Подошел к Ночке. Последнее существо, что связывало его с прежней жизнью. Гладил ее, приговаривая:

— Сходили мы с тобой, Ночка, на Дон. Что мы искали на Дону? Незнамо чего искали, незнамо, что нашли, а Настасью потеряли. Сходили обратно домой в Горки, и там ничего не обрели. Я бездомный сирота, и ты сиротинушка бездомная. Отпустил бы я тебе, далеко не уйдешь. Поймают и стреножат. Попрощаемся навеки. Живи, пока жить дадут.

Утер рукавом слезы, потрепал Ночку за холку и пошел прочь. От костра окликнули посошные:

— Иди, Егор! Поснедай ухи!

Коли зовут, почему же не подкрепиться перед дальней дорогой? Сел к котлу. Ложка за голенищем. Уха не чета той, что варил на мещерских озерах. Стерляжья. Ложку — в уху, ложка стоит и не падает.

— По дому заскучал? — спросил мужиченка, коего, как и Егорку, насильно в посоху поставили.

— А ты не скучаешь?

— Объявили, — пояснил мужиченка, — завтра на Москву нас повернут. Ратников собрали, их оружие везти. От Москвы до Серпухова — рукой подать!

— Да кто же тебя с царевой службы отпустит? — огорчил его таварищ по сторожбе.

— Глаза есть — поглядим, ноги есть — уйдем.

У Егорки захолонуло в груди. Рано распрощался с Ночкой. До Ростова в обозе дойти, а там, если глаза есть, поглядеть бы...

Бегство Ивана Воротынского и Юрия Трубецкого открыло Ивану Болотникову дорогу на Орел, а с Орла на Тулу, на Серпухов, а там и до Москвы рукой подать. Горячие головы, а с ними и князь Шаховской, уговаривали идти на Москву изгоном о двуконь, как татары ходили, в обход малых городов.

Шаховскому пришлось убедиться, что наибольший воевода в ратных делах не прост. Прояснил Шаховскому и прочим воеводам, коих подбирал князь, что дойти до Москвы не велик успех, да на конях городов не берут.

— На Москву надо идти всей громадой или иметь впереди царя Дмитрия. Громада еще не собрана, и Дмитрия нет!
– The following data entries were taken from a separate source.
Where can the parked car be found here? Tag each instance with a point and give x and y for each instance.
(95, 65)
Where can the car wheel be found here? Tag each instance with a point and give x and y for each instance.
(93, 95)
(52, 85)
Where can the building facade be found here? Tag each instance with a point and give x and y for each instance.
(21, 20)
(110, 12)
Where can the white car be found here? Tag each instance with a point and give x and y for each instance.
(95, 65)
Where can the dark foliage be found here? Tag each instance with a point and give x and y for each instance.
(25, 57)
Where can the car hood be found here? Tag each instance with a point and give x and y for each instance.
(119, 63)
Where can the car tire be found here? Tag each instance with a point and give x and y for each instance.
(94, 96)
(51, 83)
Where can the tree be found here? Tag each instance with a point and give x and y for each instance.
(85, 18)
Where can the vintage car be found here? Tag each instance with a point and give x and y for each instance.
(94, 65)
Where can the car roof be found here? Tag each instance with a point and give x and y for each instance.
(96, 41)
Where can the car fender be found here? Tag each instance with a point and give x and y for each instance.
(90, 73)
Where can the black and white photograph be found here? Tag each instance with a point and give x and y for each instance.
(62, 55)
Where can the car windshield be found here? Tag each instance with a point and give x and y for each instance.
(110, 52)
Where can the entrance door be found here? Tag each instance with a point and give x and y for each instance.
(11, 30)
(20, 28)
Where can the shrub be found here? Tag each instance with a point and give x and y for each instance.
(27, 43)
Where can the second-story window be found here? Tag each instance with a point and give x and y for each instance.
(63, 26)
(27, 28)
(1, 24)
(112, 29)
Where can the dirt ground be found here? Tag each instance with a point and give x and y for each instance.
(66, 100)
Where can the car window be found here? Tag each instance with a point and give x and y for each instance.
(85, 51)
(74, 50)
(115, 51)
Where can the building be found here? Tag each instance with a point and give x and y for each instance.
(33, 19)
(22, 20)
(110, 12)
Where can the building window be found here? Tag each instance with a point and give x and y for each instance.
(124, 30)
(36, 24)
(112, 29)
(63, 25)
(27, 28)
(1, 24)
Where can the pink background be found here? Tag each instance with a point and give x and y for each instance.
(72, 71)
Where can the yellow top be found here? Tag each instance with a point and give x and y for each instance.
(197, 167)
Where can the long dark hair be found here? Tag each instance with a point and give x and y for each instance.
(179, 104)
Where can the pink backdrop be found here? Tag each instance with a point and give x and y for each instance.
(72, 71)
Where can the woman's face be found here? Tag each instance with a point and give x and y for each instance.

Шаховской начал перечислять города, что успели во второй раз целовать крест царю Дмитрию, Болотников перебил его:

— Городовые полки? Дворяне, дети боярские, служилые? Они сегодня крест цедлуют Шуйскому, завтра Дмитрию, потом опять Шуйскому. Им царя Дмитрия подавай, а где он царь Дмитрий?
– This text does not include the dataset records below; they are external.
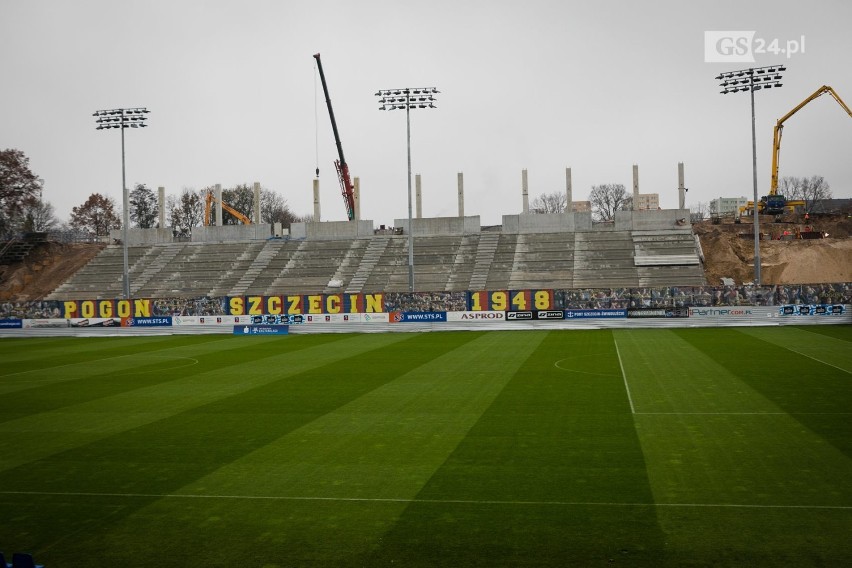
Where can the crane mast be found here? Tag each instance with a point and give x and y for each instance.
(340, 164)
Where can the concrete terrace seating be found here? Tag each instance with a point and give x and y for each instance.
(102, 277)
(481, 261)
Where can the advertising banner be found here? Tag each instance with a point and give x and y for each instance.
(261, 329)
(812, 310)
(595, 314)
(510, 300)
(418, 317)
(95, 322)
(210, 320)
(45, 323)
(476, 316)
(314, 304)
(163, 321)
(658, 313)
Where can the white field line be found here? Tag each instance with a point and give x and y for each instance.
(624, 376)
(744, 413)
(416, 500)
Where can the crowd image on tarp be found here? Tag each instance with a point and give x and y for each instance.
(598, 298)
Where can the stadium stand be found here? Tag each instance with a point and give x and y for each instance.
(489, 260)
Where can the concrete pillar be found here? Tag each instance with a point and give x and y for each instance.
(218, 195)
(461, 194)
(256, 218)
(356, 196)
(568, 192)
(635, 187)
(418, 197)
(161, 200)
(317, 217)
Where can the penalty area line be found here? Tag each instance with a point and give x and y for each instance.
(415, 500)
(624, 376)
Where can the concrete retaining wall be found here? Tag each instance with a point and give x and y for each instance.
(332, 230)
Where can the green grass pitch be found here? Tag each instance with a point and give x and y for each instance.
(688, 447)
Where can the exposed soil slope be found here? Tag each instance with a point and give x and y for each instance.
(728, 252)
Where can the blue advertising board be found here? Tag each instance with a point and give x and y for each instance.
(418, 317)
(263, 329)
(588, 314)
(160, 321)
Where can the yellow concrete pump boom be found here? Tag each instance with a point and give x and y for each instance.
(208, 205)
(779, 126)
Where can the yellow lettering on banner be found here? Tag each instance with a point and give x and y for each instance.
(273, 305)
(105, 310)
(255, 305)
(70, 310)
(236, 306)
(374, 303)
(294, 304)
(314, 304)
(142, 309)
(499, 301)
(87, 309)
(123, 308)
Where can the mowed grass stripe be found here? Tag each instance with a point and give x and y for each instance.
(816, 349)
(756, 459)
(97, 376)
(385, 444)
(53, 358)
(668, 374)
(253, 363)
(162, 456)
(818, 396)
(560, 431)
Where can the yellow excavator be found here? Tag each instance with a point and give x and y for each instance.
(775, 204)
(208, 206)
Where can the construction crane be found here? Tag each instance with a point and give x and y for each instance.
(775, 204)
(342, 169)
(208, 206)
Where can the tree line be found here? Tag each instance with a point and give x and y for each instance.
(23, 210)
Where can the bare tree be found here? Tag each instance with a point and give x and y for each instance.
(39, 216)
(185, 212)
(97, 215)
(698, 211)
(811, 190)
(143, 207)
(17, 185)
(556, 202)
(606, 199)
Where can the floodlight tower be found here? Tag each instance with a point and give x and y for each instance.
(751, 80)
(408, 98)
(123, 118)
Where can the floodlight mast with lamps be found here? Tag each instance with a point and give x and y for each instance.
(123, 118)
(408, 98)
(751, 80)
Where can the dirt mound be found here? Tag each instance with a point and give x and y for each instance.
(729, 251)
(44, 269)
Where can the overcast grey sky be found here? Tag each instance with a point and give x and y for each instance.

В душе Шаховской слал проклятия Молчанову, а ответить было нечего.

— Наша сила в тех, кому стала невмоготу боярская татьба, — продолжал Болотнитков. — Наша  надежа на тех, кто  остался из гультящих от Хлопко, на казаков, на тех кто ушел в бега от Годунова.

— Не сам ли ты, Иван, надумал на царство сесть?
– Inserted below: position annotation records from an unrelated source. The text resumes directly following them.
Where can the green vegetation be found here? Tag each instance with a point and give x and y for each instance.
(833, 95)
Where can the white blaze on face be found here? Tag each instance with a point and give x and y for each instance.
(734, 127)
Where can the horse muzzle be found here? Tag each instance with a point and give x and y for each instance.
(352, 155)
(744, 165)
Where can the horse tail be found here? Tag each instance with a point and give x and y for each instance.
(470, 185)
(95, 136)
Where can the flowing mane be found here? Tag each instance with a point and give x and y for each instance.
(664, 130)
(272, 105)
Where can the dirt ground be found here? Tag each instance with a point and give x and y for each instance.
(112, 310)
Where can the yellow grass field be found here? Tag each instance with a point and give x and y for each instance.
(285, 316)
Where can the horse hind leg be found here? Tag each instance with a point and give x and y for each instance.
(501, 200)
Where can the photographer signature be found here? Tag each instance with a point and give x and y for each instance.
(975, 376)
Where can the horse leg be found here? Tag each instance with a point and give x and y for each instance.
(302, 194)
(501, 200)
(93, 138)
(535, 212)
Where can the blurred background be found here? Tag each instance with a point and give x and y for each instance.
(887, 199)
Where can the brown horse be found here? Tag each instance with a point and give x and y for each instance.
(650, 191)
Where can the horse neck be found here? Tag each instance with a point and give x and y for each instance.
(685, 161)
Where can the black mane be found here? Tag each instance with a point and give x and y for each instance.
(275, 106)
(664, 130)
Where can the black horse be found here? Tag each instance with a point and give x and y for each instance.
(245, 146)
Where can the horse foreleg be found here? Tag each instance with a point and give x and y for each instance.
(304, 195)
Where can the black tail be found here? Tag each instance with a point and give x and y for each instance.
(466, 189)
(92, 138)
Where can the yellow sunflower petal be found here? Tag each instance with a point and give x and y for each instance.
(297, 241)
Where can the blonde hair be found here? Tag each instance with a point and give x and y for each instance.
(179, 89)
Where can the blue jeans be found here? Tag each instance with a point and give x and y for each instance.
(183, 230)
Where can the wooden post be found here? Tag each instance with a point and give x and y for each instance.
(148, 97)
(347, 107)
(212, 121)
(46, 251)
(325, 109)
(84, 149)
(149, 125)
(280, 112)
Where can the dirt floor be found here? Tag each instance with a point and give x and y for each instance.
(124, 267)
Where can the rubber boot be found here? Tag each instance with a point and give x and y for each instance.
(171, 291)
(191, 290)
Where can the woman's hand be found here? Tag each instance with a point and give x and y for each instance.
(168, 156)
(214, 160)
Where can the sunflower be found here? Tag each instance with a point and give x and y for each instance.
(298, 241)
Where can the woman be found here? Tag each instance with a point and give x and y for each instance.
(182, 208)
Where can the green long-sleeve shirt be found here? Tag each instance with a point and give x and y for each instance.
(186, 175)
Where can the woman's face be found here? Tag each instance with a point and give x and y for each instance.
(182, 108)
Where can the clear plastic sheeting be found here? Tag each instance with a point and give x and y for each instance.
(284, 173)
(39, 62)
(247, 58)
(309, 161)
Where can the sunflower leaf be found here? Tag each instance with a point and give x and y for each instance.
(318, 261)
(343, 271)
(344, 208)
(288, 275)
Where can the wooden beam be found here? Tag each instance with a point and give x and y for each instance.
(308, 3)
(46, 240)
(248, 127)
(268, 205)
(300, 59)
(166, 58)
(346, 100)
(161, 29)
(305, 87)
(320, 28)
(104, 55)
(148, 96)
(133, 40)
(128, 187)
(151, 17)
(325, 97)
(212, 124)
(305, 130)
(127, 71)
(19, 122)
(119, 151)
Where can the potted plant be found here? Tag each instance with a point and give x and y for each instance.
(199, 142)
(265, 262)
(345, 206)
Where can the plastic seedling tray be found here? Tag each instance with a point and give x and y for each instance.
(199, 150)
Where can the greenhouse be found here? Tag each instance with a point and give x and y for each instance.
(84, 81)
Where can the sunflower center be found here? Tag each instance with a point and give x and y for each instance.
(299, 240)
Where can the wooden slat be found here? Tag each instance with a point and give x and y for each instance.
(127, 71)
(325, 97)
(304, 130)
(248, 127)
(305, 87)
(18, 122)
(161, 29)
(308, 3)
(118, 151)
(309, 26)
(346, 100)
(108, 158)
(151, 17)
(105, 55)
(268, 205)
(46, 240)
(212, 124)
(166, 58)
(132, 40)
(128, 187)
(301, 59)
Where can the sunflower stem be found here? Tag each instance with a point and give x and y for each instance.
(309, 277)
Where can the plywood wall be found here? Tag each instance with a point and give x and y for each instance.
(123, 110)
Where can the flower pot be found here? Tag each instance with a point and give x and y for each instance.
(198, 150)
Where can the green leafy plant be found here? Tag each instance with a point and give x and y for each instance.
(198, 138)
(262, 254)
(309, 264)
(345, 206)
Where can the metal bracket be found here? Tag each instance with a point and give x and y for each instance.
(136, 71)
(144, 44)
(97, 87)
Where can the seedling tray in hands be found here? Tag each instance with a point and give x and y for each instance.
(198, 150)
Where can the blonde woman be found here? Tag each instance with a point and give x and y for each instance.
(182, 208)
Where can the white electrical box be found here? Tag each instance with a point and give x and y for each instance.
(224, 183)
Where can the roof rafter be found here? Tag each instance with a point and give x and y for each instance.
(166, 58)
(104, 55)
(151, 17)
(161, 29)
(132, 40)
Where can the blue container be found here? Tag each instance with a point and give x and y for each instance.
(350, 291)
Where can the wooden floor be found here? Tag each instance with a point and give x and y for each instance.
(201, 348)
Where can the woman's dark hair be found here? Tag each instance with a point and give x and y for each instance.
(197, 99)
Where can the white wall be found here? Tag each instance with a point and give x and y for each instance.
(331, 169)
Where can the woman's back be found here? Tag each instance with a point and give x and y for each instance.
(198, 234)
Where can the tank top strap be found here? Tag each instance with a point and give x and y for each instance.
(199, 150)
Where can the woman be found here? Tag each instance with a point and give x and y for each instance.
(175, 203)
Болотников усмехнулся. Не понять то ли в посмех ответил, то ли всерьез:

— В Риме ставили императоров легионы. Ставили и смещали. Я тебя, князь, поставлю царем, а себе возьму легионы.

— Какая сорока тебе принесла на хвосте, что делалось в Риме?

— Зело жалко, князь, что та сорока тебя стороной облетела. Чтоб наступила тишина на Русской земле, чтоб соседи трепетали перед Москвой, государь не должен делить власть ни с боярами, ни с князьями. Потому идти нам на Москву не изгоном, а всей людской громадой.